Distruggere la famiglia come unione stabile e pacifica di un uomo, una donna con i loro figli. Ciò si ottiene con gli adulteri, i divorzi, l’amore libero, le convivenze, i matrimoni gay, etc. Con la eliminazione della famiglia, cadono i valori fondamentali: il rispetto dei genitori, della legge di Dio, della fedeltà reciproca, dello spirito di sacrificio, della fratellanza, della gratuità, della collaborazione, tutte cose che fanno bella la vita dell’uomo sulla terra e moltiplicano le sue gioie più sincere.

Attaccare la gioventù, sottraendola all’autorità dei genitori e gettandola all’ozio e al vizio. Corrompere i giovani significa minare le basi della futura società. La cosa è molto facile, perché i giovani si lasciano sedurre dal piacere (specialmente sessuale) e dall’avventura. Allo scopo è necessario immetterli nel “branco” idoneo e sottrarli agli occhi dei genitori. Dare loro l’impressione che per essere felici bisogna essere trasgressivi.

Mettere gli uomini gli uni contro gli altri, promuovendo ogni sorta di scontri e di violenze. “Divide et impera!”. Lo scontro, la violenza e la morte disperata ingrossano le file dell’Inferno. Senza pace stabile non ci sarà progresso di verità e di civiltà. Satana è contrario alla pace. È nella guerra che l’uomo diventa una belva feroce. Ci vogliono molte armi e moltissimo odio.

Togliere ogni ordine e stabilità sociale, politica, economica. Creare caos e confusione. Tutto dev’essere in continuo cambiamento e in marcia verso una società multi-etnica e multi-razziale, dove nessuno possa avere più un punto stabile di riferimento. Ognuno fa quello che vuole. A questo scopo si esalta la pretesa dell’individuo e la forza della massa compatta. Chi è più forte, vince! La società deve diventare una giungla.

Alienare luomo dal pensiero e desiderio del Cielo, con ogni sorta di piaceri e beni terreni. La nostalgia del Paradiso è un pericolo serio per Satana. Occorre farlo dimenticare, legando gli uomini ai beni della terra e negando recisamente una vita ulteriore o una celeste ricompensa. Allo scopo serve ogni specie di schiavitù al lavoro e l’alienante fuga nel divertimento pazzo, all’evasione, al gioco d’azzardo, ai piaceri della carne, etc. L’avere, il potere e il piacere rendono l’uomo schiavo del mondo.

Far tacere il rimorso e ogni voce che parli di Dio e di Gesù e Maria. Il rimorso è il richiamo intimo della coscienza, che è eco della voce di Dio. Esso porta l’uomo a verificare il suo cammino verso Dio e la vera felicità. Per impedire il rimorso, Satana combatte il silenzio e moltiplica gli scandali, cosicché si veda chiaramente che molti peccano e fanno ciò che vogliono senza alcuna paura di Dio o di un castigo. Ciò farà perdere il senso del peccato. Di Gesù e di Maria poi, non bisogna assolutamente parlare, né farli conoscere ad alcuno, perché essi sono la rovina certa di tutto l’Inferno. Gesù infatti, è Dio che salva; Egli è venuto per rovinare il regno di Satana e salvare tutti gli uomini che crederanno in Lui; Maria SS. è lo strumento privilegiato dell’incarnazione e vera corredentrice.

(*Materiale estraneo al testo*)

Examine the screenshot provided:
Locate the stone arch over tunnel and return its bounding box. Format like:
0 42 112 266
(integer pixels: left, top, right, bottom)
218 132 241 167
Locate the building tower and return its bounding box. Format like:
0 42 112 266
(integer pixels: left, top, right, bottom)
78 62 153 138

È la “Donna vestita di sole e coronata di stelle” (Ap 12,1) che schiaccia la testa al serpente infernale. La vittoria definitiva sarà di Gesù e Maria.

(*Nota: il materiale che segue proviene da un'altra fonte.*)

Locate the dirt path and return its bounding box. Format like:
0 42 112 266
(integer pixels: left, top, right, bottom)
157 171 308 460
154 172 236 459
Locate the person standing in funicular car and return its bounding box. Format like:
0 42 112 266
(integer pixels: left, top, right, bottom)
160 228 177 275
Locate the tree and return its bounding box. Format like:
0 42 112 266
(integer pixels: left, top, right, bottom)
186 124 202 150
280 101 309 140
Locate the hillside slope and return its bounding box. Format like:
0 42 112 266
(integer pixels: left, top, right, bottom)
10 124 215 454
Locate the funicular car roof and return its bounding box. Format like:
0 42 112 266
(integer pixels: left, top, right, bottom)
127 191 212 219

Tuttavia la lotta è tutt’altro che finita con la morte e risurrezione di Gesù. Essa durerà fino alla fine dei tempi ed è durissima. “Il mistero dell’iniquità è già in atto… Sarà rivelato l’empio e il Signore Gesù lo distruggerà con il soffio della sua bocca… l’iniquo, la cui venuta avverrà nella potenza di Satana, con ogni specie di portenti, di segni e prodigi menzogneri, e con ogni sorta di empio inganno per quelli che vanno in rovina perché non hanno accolto l’amore della verità per essere salvi. E per questo Dio invia loro una potenza d’inganno, perché essi credano alla menzogna e così siano condannati tutti quelli che non hanno creduto alla verità, ma hanno acconsentito all’iniquità” (2 Tes 2,7-12). Dobbiamo contrastare il piano satanico aderendo sempre più a Gesù e alla Madonna. Essi hanno il piano vincente, che si basa sull’amore, sulla verità, sull’ascolto della Parola di Dio e sui Sacramenti della Chiesa cattolica, fondata da Gesù Cristo.